„Von Stuttgart geht eine Bewegung aus, eine Bewegung gegen den
Gender-Unfug“, hieß es in einem Grußwort der Organisation „Agens“. Die Forderung fand am Samstagnachmittag auf dem Stuttgarter Markplatz großen Anklang. Dort hatten sich auf Einladung eines Aktionsbündnisses „Elternrecht wahren“ nach Polizeiangaben rund 600 Bildungsplan-Gegner versammelt, um
gegen eine angeblich drohende „Frühsexualisierung“ von Kindern zu demonstrieren.

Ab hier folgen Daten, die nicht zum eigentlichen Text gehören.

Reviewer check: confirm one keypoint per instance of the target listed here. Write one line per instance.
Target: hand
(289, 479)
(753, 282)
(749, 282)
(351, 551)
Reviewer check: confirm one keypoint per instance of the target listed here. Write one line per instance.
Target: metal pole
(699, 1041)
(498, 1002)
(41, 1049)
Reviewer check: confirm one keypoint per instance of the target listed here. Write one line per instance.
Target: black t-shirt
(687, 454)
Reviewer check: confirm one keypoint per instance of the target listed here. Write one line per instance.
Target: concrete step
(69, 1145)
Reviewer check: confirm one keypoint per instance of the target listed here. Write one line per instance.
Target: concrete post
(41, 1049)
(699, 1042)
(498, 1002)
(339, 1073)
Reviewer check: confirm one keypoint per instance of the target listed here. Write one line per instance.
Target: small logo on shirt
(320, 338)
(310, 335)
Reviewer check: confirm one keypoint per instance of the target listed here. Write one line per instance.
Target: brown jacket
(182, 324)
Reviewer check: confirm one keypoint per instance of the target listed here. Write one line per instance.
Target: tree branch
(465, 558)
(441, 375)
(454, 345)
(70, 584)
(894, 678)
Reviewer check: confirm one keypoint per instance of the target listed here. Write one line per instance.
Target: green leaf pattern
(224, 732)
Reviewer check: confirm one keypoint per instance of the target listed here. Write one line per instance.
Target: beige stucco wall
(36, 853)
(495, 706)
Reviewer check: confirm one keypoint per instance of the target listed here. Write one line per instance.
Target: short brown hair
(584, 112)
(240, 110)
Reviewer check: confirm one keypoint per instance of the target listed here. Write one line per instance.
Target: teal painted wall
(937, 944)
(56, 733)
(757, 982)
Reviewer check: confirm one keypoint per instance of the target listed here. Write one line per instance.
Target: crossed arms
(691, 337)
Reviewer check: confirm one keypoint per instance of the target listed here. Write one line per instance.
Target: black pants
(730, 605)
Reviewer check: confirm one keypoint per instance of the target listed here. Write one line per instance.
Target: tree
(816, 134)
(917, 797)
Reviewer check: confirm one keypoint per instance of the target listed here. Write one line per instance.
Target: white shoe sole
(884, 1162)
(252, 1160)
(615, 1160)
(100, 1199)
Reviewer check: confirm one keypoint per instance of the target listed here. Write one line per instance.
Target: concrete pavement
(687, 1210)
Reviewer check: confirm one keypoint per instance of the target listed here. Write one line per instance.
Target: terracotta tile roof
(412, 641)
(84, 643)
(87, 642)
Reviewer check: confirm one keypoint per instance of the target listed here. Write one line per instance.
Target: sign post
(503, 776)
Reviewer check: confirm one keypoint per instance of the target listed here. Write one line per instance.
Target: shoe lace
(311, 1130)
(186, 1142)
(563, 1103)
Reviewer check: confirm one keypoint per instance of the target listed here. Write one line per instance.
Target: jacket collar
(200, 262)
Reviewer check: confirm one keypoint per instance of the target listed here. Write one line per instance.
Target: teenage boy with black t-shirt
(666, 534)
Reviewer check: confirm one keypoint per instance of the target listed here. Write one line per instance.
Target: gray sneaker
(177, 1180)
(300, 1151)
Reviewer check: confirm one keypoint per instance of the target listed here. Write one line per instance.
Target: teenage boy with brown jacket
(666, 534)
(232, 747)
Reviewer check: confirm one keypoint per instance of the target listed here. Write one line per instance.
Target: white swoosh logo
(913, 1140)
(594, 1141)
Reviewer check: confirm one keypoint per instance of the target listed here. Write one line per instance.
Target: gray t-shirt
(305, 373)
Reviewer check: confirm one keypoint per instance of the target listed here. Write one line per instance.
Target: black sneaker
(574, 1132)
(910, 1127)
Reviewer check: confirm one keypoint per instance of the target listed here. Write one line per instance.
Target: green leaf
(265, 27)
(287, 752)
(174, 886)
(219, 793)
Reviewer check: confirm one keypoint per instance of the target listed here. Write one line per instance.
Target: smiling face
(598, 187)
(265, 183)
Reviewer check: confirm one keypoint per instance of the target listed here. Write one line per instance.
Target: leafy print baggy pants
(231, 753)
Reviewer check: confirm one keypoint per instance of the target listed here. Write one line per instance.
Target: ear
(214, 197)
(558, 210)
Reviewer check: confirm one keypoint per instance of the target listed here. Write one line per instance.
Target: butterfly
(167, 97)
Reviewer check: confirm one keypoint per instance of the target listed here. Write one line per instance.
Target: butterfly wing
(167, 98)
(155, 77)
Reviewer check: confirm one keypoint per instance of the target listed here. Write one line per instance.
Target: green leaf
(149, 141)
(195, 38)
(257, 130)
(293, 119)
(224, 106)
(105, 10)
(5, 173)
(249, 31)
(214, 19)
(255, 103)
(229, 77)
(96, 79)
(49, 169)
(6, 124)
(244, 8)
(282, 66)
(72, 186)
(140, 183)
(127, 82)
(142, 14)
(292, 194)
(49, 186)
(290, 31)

Um die Veranstaltung zu ermöglichen, bot die Polizei 500 Beamtinnen und Beamte auf – rund 100 mehr als bei der Demonstration am 1. März.

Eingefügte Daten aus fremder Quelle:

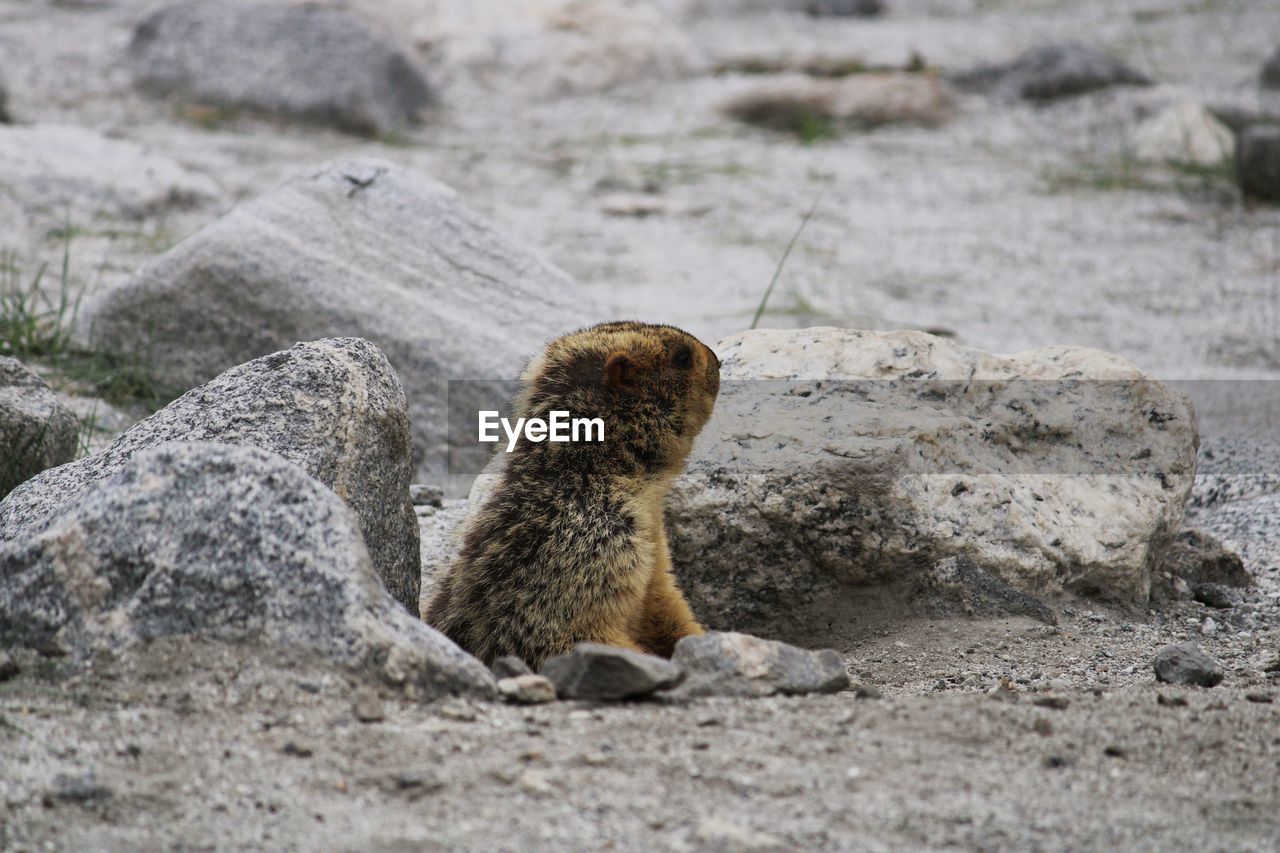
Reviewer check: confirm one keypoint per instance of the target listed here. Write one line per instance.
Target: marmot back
(571, 546)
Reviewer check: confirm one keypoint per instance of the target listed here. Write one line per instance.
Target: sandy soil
(1011, 227)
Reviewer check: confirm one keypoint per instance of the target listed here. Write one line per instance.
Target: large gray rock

Die Parolen waren ähnlich wie bei den beiden vorausgegangenen Demonstrationen gegen den geplanten neuen baden- württembergischen Bildungsplan. „Kuscheln, fühlen, Doktorspiele, Vorprogramm für Pädophile“ war auf einem Transparent zu lesen, „Stoppt die sexuelle Überrumpelung von Schülerinnen durch Schüler“ auf einem anderen. „Kinder brauchen Liebe, keinen Sex“ wurde immer wieder skandiert. Die Veranstalter ließen rosarote und hellblaue Luftballons an die vielen Kinder verteilen, die Eltern zu der
Kundgebung mitgebracht hatten. Die Luftballons prägten zusammen mit ebenfalls rosaroten und hellblauen Schildern „Demo für alle“ das Bild auf dem Marktplatz.

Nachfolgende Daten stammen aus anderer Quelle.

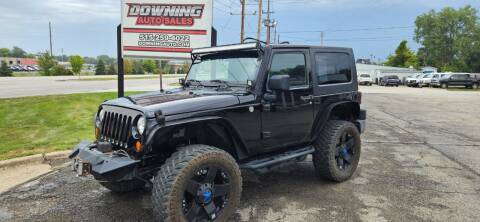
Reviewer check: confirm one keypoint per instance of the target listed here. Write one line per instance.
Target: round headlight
(141, 125)
(99, 119)
(101, 115)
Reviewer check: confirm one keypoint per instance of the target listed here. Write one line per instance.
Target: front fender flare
(239, 149)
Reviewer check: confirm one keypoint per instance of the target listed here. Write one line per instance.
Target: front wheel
(337, 151)
(197, 183)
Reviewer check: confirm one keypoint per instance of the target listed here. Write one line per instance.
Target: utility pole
(322, 35)
(242, 33)
(243, 14)
(260, 12)
(268, 22)
(50, 30)
(275, 40)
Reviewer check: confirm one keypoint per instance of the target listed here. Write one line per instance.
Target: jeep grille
(116, 129)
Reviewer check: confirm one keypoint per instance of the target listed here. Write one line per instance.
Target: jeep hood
(177, 101)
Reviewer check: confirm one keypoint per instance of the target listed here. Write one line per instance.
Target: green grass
(25, 74)
(31, 74)
(33, 125)
(126, 77)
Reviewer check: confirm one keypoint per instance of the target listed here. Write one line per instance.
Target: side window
(332, 68)
(292, 64)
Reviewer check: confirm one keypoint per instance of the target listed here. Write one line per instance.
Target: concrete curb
(38, 158)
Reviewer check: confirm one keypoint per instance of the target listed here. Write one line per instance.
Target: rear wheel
(198, 183)
(337, 151)
(124, 186)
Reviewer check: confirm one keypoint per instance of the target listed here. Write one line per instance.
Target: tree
(90, 60)
(100, 68)
(149, 66)
(46, 62)
(106, 59)
(4, 70)
(18, 52)
(76, 62)
(403, 57)
(127, 66)
(112, 70)
(4, 52)
(448, 38)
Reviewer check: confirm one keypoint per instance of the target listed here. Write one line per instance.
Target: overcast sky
(88, 27)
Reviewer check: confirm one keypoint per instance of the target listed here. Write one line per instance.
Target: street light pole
(260, 12)
(242, 33)
(268, 22)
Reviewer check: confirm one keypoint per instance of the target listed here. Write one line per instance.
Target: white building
(378, 71)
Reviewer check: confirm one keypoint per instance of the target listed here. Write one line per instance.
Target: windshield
(232, 69)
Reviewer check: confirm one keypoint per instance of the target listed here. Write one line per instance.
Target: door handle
(308, 98)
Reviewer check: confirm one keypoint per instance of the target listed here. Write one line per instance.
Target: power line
(350, 30)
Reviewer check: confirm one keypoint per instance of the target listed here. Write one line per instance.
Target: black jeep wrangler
(241, 107)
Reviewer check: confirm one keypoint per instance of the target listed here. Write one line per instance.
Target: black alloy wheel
(337, 151)
(197, 183)
(345, 153)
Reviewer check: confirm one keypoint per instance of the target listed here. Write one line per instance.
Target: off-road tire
(124, 186)
(170, 182)
(325, 148)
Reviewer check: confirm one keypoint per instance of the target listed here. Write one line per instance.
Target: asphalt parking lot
(420, 162)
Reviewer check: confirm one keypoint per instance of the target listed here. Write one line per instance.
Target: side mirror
(181, 81)
(279, 82)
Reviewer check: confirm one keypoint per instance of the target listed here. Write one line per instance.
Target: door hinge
(266, 135)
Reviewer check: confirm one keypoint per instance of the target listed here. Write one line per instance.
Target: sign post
(163, 29)
(120, 79)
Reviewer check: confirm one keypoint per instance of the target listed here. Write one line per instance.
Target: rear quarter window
(333, 68)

Die Initiatoren sprachen von einer „wachsenden gesellschaftlichen Bewegung“, die für die „natürliche Familie“ und die Rechte von Eltern stehe. Gabriele Kuby, Verfasserin der Broschüre „Gender – eine neue Ideologie zerstört die Familie“, sprach von einer Steigerung der Teilnehmerzahl „um viele hundert Prozent“ gegenüber der vorausgegangenen Demonstration. Weitere Redner kamen von der rechtspopulistischen AfD und der AUF-Partei, aber auch aus der Schweiz und vom Bündnis „Manif pour tous“ aus Paris.
Peter Hauk, Fraktions-Chef der Landtags-CDU, und Hans-Ulrich Rülke (FDP) hatten Grußworte geschickt. Dem Aktionsbündnis gehörte auch der Evangelische Arbeitskreis der CDU-Kreisverbände Heilbronn, Rems-Murr und Stuttgart an.
Von den bei der Demonstration eingesetzten Ordnern waren einige auch schon bei NPD-Kundgebungen aufgefallen.
Die Polizei hatte frühzeitig die Zugänge zum Marktplatz mit so genannten Hamburger Gittern gesperrt. So gelangten nur einzelne Gegendemonstranten auf den Platz vor dem Rathaus – unter ihnen einige mit schwarzen Schildern, auf denen in Violett „Pro Homo“ stand. Mit Parolen wie „Keine Liebe ist illegitim“ oder „Wie kann man nur hassen, dass Menschen sich lieben“ stellten sie sich am Rand des Marktplatzes auf. Die Linksjugend Solid protestierte mit einem Kiss-In am Schlossplatz.
Unter starkem Polizeischutz setzte sich die Demonstration in Richtung Eberhardstraße in Bewegung – angeführt von Polizeireitern (insgesamt setzte die Polizei am Samstag 14 Pferde ein). Ihnen folgten ein Einsatzfahrzeug der Polizei, eine Kette von Polizisten, die Spitze der Demonstration mit einem Transparent „Elternrecht wahren“, eine Kette von Ordnern und die Teilnehmerinnen und Teilnehmer der Demonstration selbst. Sie zogen über die Markt-, Konrad-Adenauer-, Paulinen-, Theodor-Heuss- und Bolzstraße zum
Staatstheater.
Durch Blockaden und zum Teil kreative Aktionen kam es immer wieder zu Verzögerungen. Am Rand der Demonstrationsroute wurden Schilder gezeigt – so etwa „Mama, Papa, fünf Kinder, Kehrwoche, kein Hirn“ oder „Homophobie ist heilbar“. Am Staatstheater löste sich die Versammlung nach Redebeiträgen auf.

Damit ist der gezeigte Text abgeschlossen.